In 1994, Mr Bëso and his family came to the UK as refugees and built a new life in the North East. Today, he teaches architecture at Newcastle University and has played a key role in organising Holocaust Memorial Day and Bosnian Genocide commemorations across the country.
In 2020, he founded the Bosnian Genocide Educational Trust, and he was recognised with an OBE for services to genocide education and commemoration in the 2023 New Year Honours List.

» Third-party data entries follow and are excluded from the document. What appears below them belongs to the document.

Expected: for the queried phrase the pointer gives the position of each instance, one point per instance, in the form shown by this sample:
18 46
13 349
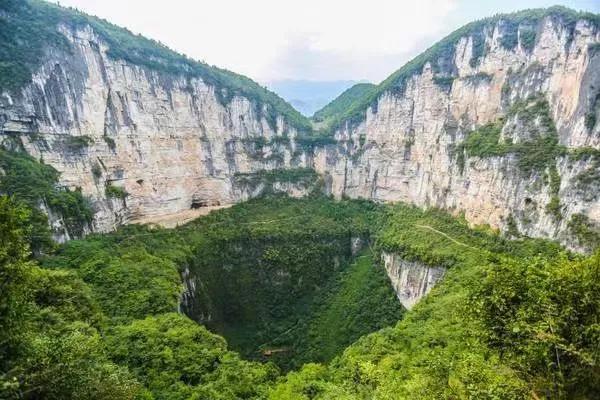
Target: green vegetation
269 271
511 320
36 184
97 170
343 101
554 207
445 82
362 295
442 53
586 233
76 144
590 116
306 177
31 26
116 192
537 153
278 279
587 182
110 142
50 346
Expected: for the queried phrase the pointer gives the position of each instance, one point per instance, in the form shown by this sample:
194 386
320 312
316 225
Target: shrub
116 192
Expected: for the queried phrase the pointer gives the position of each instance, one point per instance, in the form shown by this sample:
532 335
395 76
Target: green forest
282 305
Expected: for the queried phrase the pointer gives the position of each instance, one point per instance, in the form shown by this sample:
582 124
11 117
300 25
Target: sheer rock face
165 139
169 142
410 280
410 139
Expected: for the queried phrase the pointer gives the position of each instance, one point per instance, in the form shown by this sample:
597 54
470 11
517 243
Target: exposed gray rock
410 280
169 142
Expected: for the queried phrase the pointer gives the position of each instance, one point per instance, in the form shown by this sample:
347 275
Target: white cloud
270 39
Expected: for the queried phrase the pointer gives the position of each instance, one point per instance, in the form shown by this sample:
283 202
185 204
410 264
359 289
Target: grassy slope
30 27
442 53
268 273
481 332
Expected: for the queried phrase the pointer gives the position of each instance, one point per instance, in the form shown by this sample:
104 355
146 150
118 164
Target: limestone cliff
167 141
173 140
410 280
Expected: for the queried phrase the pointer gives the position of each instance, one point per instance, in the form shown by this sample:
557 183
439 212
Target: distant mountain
309 96
344 101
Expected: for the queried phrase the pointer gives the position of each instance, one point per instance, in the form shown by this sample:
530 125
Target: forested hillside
282 280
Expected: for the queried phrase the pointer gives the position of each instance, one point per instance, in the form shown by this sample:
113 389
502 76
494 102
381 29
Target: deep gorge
431 237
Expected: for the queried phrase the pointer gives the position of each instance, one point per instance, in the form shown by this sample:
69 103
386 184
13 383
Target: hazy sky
303 39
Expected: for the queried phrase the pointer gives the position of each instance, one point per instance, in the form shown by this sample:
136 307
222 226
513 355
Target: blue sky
309 39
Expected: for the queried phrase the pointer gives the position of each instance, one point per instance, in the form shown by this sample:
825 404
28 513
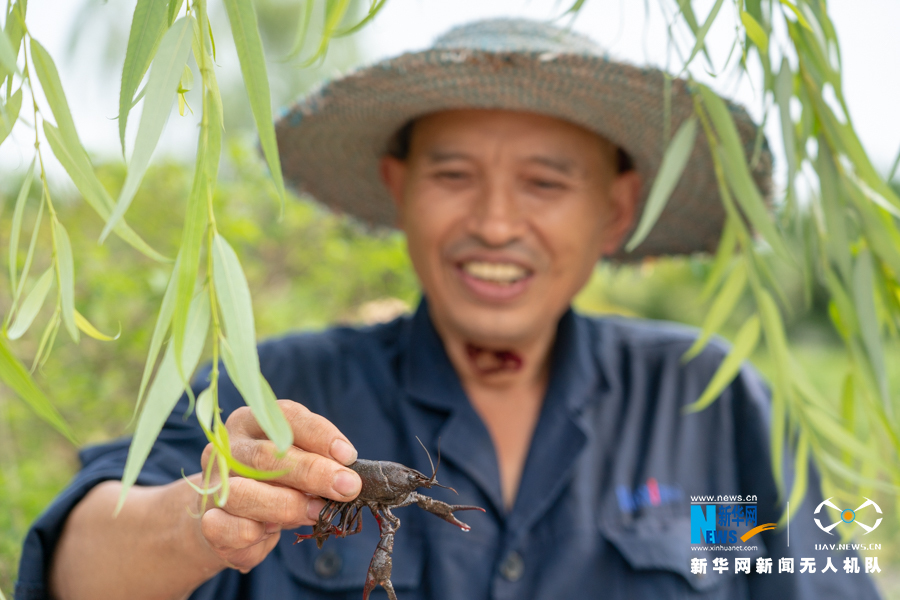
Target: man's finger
312 432
305 471
225 531
268 503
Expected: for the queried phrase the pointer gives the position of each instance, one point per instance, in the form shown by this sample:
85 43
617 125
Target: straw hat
331 141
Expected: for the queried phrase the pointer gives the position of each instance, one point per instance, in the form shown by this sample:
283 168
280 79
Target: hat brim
331 141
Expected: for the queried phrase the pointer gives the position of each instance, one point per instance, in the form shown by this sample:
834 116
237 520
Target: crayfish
385 485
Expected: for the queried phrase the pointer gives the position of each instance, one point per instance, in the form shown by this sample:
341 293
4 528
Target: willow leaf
31 306
163 320
77 164
7 54
755 32
237 317
164 393
16 376
673 164
208 151
784 90
721 309
165 73
52 88
253 69
148 24
86 326
205 407
65 270
744 345
701 33
724 254
751 201
18 214
31 246
834 211
864 301
801 471
9 116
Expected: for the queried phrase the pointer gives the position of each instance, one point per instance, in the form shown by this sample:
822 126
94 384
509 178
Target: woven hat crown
331 142
516 35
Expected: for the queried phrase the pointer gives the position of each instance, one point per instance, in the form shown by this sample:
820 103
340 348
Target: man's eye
452 175
546 184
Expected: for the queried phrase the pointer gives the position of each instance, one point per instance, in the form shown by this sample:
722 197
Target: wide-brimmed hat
331 141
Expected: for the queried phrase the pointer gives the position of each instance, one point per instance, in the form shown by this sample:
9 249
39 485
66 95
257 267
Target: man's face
505 215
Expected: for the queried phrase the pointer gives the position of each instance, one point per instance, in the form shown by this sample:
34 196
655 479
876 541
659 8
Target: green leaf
724 254
208 152
673 164
174 7
253 68
164 393
866 312
47 340
205 408
16 376
77 164
751 201
7 54
701 33
755 32
8 121
834 211
237 317
86 326
148 25
159 333
801 471
18 213
165 74
52 88
721 309
31 306
744 345
800 18
31 246
784 91
65 270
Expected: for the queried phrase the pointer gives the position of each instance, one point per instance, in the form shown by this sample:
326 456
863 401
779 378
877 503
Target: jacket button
513 567
327 564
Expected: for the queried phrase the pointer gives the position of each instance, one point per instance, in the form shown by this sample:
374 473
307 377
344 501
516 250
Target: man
511 172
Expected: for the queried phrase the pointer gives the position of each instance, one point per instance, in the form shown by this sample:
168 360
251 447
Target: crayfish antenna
433 468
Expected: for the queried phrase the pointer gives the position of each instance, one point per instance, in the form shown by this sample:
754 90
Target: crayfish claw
444 510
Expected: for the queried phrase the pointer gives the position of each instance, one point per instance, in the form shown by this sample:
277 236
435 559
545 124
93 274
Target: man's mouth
501 273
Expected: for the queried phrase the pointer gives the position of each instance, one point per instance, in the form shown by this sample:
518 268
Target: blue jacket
605 503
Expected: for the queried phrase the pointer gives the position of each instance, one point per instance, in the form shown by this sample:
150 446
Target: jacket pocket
662 547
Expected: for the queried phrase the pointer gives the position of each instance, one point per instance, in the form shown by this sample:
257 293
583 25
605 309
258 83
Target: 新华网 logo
847 516
725 523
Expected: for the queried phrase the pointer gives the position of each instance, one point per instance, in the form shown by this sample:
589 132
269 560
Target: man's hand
247 528
155 548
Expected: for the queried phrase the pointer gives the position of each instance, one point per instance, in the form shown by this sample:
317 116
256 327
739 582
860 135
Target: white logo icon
848 516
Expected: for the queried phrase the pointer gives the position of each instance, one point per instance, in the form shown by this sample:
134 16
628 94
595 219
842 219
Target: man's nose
497 217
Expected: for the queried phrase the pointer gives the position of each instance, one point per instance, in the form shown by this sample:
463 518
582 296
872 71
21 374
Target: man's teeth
495 272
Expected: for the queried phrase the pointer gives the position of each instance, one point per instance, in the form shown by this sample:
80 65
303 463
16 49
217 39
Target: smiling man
514 157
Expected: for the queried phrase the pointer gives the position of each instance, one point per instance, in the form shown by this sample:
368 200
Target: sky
631 30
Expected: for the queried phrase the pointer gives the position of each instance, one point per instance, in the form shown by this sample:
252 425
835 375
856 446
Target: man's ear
393 175
624 195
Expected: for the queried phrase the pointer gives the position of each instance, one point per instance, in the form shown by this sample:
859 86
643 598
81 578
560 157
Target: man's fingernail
346 483
314 507
343 452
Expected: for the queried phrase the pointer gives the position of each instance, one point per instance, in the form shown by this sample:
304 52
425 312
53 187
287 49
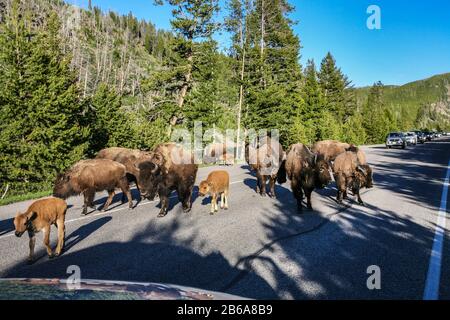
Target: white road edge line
431 291
108 212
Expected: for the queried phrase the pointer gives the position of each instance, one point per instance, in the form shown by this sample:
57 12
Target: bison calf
90 176
40 216
217 183
350 173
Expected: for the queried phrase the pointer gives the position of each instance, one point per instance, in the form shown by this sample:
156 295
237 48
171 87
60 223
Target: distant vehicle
396 139
411 138
429 136
421 138
56 289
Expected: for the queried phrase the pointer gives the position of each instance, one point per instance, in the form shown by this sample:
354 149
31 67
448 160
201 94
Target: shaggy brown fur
40 216
220 153
266 161
128 157
217 183
349 173
330 149
125 156
171 168
306 171
91 176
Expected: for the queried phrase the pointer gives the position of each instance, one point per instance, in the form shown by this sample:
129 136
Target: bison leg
125 187
341 188
46 231
213 203
109 200
226 199
88 200
356 192
32 245
262 187
258 187
298 193
308 193
61 235
272 186
222 200
185 195
164 201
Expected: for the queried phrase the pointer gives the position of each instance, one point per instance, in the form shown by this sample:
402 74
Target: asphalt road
261 247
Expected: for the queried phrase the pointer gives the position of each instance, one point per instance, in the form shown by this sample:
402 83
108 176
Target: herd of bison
170 167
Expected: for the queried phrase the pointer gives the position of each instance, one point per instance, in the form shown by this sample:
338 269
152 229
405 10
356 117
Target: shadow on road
153 255
6 226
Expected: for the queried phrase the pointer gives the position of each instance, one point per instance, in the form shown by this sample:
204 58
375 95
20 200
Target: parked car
396 139
411 138
429 136
421 138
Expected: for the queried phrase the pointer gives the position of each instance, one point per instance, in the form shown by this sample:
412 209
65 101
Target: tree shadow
154 254
331 264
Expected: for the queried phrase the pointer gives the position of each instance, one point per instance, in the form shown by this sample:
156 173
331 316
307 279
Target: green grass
23 197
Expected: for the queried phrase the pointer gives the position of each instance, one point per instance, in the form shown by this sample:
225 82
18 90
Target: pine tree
339 99
193 21
378 120
42 124
110 128
314 102
274 72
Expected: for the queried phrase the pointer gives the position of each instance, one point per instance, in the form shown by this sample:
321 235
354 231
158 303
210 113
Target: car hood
58 289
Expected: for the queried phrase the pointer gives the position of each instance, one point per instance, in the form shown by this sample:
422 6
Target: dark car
58 289
396 139
421 138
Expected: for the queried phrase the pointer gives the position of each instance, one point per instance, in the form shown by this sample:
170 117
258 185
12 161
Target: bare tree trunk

Mr Bëso said: “The Bosnian Genocide happened in the heart of Europe just 50 years on from the Holocaust. The lesson from Bosnia is that we must never be complacent or take peace for granted because it exposed how vulnerable and fragile society can be. Learning from the Holocaust, and subsequent genocides like the one in Bosnia, can enhance our understanding of possible warning signs or patterns and, most importantly, it can better equip us to actively work towards preventing future atrocities. Peace isn’t simply the absence of war; it is our everyday actions through which war is made less likely. That is the true nature of peace.”
During his stay in Jersey, he will also be sharing his experiences with secondary school students and appearing at Jersey Arts Centre on the evening of Thursday, 25 January 2024.
Mr Bëso added: “In three and a half years of aggression against Bosnia, more than a 100,000 people were killed, tens of thousands of women and young girls were raped, more than two million people were displaced or became refugees, as well as endless destruction of the built environment and cultural heritage.”
HMD is an international act of remembrance held on 27 January, the day the camps at Auschwitz were liberated. The local commemoration takes place in the Occupation Tapestry Gallery at the
Maritime Museum and at the Lighthouse Memorial – which remembers 21 Islanders who perished in the German camp system – on the New North Quay.
Since 2002, it has been organised by the HMD Committee Jersey, working with Jersey Heritage, which has recently taken over responsibility for the event on behalf of the Office of the Bailiff. Former committee member Paula Thelwell is continuing her role as a member of the newly formed HMD Interim Advisory Panel to Jersey Heritage.
She said: “The purpose of Holocaust Memorial Day is to remember modern acts of genocides in Cambodia, Rwanda, Bosnia and Darfur, as well the six million Jews murdered during the Holocaust. It also remembers millions of victims of Nazi persecution, including people with physical disabilities or mental illness, gay men, political opponents and resistance fighters. Smajo Bëso is a survivor of a genocide that took place on European soil just 30 years ago. His recollections of his family’s suffering will add great poignancy to the commemoration.”
- Jersey’s Holocaust Memorial Day commemoration will take place at 2pm on Saturday, 27 January 2024 in the Occupation Tapestry Gallery at the Jersey Maritime Museum and at the Lighthouse Memorial on the New North Quay. Members of the public are welcome to attend.
- ‘An Audience with Smajo Bëso’ is at 8pm on Thursday, 25 January 2024 at Jersey Arts Centre. Tickets will be available from the Jersey Arts Centre Box Office in the New Year.